Twenty-three RCTs were included. There were 4,209 participants (range 15 to 2,481, most trials included fewer than 100 participants). Eight RCTs reported adequate allocation. Concealment of allocation was not possible or not reported in any of the trials. Blinding was reported in nine trials, was not possible in nine trials as self-report measures were used and was unreported in five trials. Loss to follow-up ranged from 0% to 41%. Fourteen studies used intention-to-treat analyses.
Psychotherapy was significantly more effective compared to controls. There was a large overall effect size of 1.00 (95% confidence interval (CI) 0.57 to 1.44; 15 RCTs with 18 comparisons). Because of the very high heterogeneity (I2=92.5%) an additional analysis was conducted without two possible outliers and this resulted in a moderate overall effect size of 0.42 (95% CI 0.27 to 0.58) and low heterogeneity (I2=25.9%).

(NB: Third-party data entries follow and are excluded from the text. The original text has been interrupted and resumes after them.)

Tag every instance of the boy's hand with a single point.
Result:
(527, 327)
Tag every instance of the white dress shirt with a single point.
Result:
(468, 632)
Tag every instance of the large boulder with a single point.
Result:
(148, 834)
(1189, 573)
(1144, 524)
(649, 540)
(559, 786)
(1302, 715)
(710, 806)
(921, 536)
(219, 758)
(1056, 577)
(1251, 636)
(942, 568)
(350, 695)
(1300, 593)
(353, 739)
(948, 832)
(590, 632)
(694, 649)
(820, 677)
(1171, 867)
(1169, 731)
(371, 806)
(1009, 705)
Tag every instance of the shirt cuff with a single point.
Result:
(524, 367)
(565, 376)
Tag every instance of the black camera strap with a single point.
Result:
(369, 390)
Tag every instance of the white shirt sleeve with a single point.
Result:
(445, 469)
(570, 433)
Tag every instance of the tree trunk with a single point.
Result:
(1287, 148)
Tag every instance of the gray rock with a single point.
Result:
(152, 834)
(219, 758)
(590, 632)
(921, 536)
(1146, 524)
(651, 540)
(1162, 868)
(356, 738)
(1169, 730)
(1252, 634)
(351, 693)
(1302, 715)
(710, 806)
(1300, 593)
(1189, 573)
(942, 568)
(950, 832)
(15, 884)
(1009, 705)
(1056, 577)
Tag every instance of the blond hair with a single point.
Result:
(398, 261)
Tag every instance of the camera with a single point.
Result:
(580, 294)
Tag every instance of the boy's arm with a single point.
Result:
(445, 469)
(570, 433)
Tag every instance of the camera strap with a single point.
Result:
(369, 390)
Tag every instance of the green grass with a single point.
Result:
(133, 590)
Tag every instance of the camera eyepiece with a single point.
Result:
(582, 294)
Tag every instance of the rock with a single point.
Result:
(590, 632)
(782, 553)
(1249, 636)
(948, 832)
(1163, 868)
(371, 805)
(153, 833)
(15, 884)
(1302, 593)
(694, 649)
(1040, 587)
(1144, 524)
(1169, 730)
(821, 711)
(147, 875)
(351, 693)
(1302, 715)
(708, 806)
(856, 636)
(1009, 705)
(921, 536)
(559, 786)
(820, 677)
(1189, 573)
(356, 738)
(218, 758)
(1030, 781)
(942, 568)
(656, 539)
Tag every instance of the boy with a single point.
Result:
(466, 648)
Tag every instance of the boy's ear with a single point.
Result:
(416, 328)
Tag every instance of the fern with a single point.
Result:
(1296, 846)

There was no difference between effect sizes calculated from the lowest and highest reported results. None of the subgroup analyses significantly altered the findings.
Because there was some indication of asymmetry in the funnel plot, a trim-and-fill analysis was performed using five imputed studies with negative results. The results of this analysis showed a small positive effect size in the psychotherapy group compared to controls (effect size 0.31, 95% CI 0.14 to 0.48).
CBT or interpersonal therapy was significantly more effective when compared to supportive therapy or information sessions (effect size 0.42, 95% CI, 0.14 to 0.69; five RCTs with six comparisons).
Results from the three RCTs (four comparisons) that compared psychotherapies to pharmacotherapy were reported narratively.